Testing Strategy
Where this helps: proving your solution works, on purpose rather than by luck. In the IB Computer Science Internal Assessment this is Criterion C (the test plan). Choosing good test data is a skill any developer needs.
Table of Contents
- Why This Page Exists
- Types of Testing
- The Real Skill: Choosing Test Data
- Writing a Test Plan
- Quick Check
- Classify the Test Data
- Practice Exercises
- Connections
Why This Page Exists
Most beginners “test” their program by running it once with sensible input, seeing it work, and moving on. That is not testing. That is hoping.
Real testing is deliberate. You choose inputs that are likely to break the program, decide in advance what should happen, and check whether it does. The goal is not to prove your program is perfect (you cannot), it is to find the places where it is wrong while you still have time to fix them. A tester’s mindset is not “look, it works”, it is “let me try to break it”.
Types of Testing
Testing is described in two useful ways: by how much you can see and by how much of the system you are testing.
By what you can see
| Type | What it means |
|---|---|
| Black-box testing | You test against the requirements without looking at the code. You know what the program should do, and you check that it does, treating the inside as a sealed box. |
| White-box testing | You test knowing the code inside, deliberately choosing inputs that exercise each branch and path (every if, every loop). |
Both matter. Black-box testing catches “it does the wrong thing”; white-box testing catches “this particular path was never checked”.

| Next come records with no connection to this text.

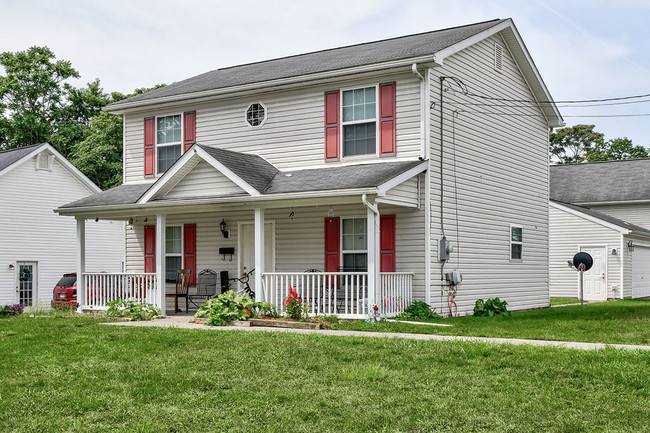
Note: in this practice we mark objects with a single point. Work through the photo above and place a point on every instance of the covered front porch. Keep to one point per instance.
(344, 237)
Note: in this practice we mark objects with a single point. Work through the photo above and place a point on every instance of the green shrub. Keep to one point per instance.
(132, 310)
(11, 310)
(491, 307)
(225, 308)
(264, 309)
(418, 310)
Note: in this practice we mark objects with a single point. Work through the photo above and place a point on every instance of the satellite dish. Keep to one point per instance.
(583, 261)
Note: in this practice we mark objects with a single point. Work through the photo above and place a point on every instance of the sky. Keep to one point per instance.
(583, 49)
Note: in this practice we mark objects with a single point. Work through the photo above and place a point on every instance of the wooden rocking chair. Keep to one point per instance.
(182, 288)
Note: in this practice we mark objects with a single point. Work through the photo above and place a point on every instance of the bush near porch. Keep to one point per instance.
(617, 322)
(74, 375)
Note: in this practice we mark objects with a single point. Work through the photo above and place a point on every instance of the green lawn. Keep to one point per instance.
(75, 375)
(623, 322)
(562, 301)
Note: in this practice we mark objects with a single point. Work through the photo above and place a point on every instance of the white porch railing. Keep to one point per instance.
(102, 288)
(395, 292)
(344, 294)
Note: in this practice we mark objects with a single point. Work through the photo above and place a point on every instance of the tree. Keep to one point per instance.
(573, 144)
(99, 154)
(618, 148)
(31, 95)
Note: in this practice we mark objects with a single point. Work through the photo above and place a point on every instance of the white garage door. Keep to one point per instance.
(640, 272)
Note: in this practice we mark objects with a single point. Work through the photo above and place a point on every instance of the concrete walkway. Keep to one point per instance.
(185, 323)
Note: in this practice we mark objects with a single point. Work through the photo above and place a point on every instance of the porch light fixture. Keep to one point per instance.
(222, 227)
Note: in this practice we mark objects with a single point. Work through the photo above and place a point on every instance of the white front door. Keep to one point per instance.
(26, 283)
(247, 249)
(640, 272)
(595, 279)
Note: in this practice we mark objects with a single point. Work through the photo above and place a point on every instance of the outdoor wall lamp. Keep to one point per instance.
(223, 226)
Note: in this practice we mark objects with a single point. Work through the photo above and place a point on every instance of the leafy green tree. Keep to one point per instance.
(618, 148)
(31, 95)
(573, 144)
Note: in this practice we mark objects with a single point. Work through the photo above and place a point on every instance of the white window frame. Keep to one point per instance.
(341, 261)
(182, 253)
(159, 145)
(514, 259)
(342, 124)
(266, 115)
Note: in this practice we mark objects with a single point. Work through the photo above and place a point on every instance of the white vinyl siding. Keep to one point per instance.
(33, 232)
(569, 232)
(497, 170)
(293, 134)
(203, 181)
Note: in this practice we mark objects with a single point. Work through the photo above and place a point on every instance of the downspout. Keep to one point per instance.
(425, 130)
(375, 281)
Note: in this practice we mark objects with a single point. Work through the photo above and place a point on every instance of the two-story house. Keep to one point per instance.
(355, 175)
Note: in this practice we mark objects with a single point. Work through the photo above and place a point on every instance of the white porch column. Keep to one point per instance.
(161, 232)
(373, 256)
(259, 253)
(81, 262)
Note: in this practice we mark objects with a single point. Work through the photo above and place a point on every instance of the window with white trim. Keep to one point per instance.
(173, 252)
(359, 121)
(169, 141)
(354, 245)
(516, 242)
(256, 114)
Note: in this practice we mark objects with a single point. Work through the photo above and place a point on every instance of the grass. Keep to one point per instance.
(74, 375)
(622, 322)
(562, 301)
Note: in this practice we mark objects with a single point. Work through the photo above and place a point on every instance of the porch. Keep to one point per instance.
(344, 294)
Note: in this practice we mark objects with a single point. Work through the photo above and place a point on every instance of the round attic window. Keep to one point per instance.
(256, 114)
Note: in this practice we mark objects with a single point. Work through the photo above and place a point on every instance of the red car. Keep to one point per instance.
(65, 291)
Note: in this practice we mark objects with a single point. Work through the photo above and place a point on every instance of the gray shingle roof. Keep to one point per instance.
(401, 48)
(607, 218)
(123, 194)
(253, 169)
(8, 157)
(601, 181)
(338, 178)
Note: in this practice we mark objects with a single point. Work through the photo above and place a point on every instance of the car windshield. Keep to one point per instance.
(67, 282)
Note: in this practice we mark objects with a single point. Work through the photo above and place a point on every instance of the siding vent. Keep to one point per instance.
(44, 161)
(498, 57)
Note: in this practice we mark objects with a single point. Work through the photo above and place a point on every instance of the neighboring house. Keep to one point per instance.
(39, 246)
(332, 161)
(602, 208)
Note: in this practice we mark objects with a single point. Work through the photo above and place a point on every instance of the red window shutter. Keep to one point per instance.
(387, 243)
(189, 127)
(150, 248)
(387, 112)
(332, 125)
(189, 250)
(149, 146)
(332, 244)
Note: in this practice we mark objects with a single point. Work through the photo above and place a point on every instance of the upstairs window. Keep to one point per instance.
(516, 242)
(359, 121)
(168, 141)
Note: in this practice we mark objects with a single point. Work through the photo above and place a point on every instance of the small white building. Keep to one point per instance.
(37, 245)
(602, 208)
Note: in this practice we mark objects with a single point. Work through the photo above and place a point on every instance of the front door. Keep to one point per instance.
(26, 283)
(595, 279)
(247, 249)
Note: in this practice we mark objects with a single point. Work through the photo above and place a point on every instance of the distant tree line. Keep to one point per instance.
(580, 143)
(38, 106)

By how much you are testing
| Level | What it tests |
|---|---|
| Unit testing | One small piece on its own (a single method or function). |
| Integration testing | Several pieces working together, to catch problems where they connect. |
| System testing | The whole finished program, end to end. |
| User acceptance testing | Whether the system meets the client’s real needs, tested with (or by) the client. |
These build up. You test a part alone, then parts together, then the whole thing, then whether the whole thing actually satisfies the person you built it for.
The Real Skill: Choosing Test Data
Anyone can run a program with a “normal” value. The skill that separates real testing from hoping is choosing test data on purpose, in three categories.
| Category | What it is | Why it matters |
|---|---|---|
| Normal | Typical valid input the program is meant to handle | Confirms the program does the ordinary job correctly |
| Boundary | Values right at the edges of what is allowed | The edges are where off-by-one errors and wrong comparisons hide |
| Invalid (erroneous) | Input the program should reject or handle gracefully | Real users type wrong things; the program must not crash |
Boundary values are the most valuable and the most forgotten. If a field accepts a score from 0 to 100, the interesting values are not 50; they are 0 and 100 (the valid edges) and -1 and 101 (the first invalid values on each side). A bug like if (score < 100) instead of <= 100 is invisible to normal data and obvious the moment you test the boundary.
Testing only normal data is the most common testing mistake. A program that handles 50 correctly tells you almost nothing. Test the edges (0, 100) and the just-outside values (-1, 101), and test rubbish input (“hello”, empty, a negative number). That is where the bugs live.
Worked example: a score field (valid range 0 to 100)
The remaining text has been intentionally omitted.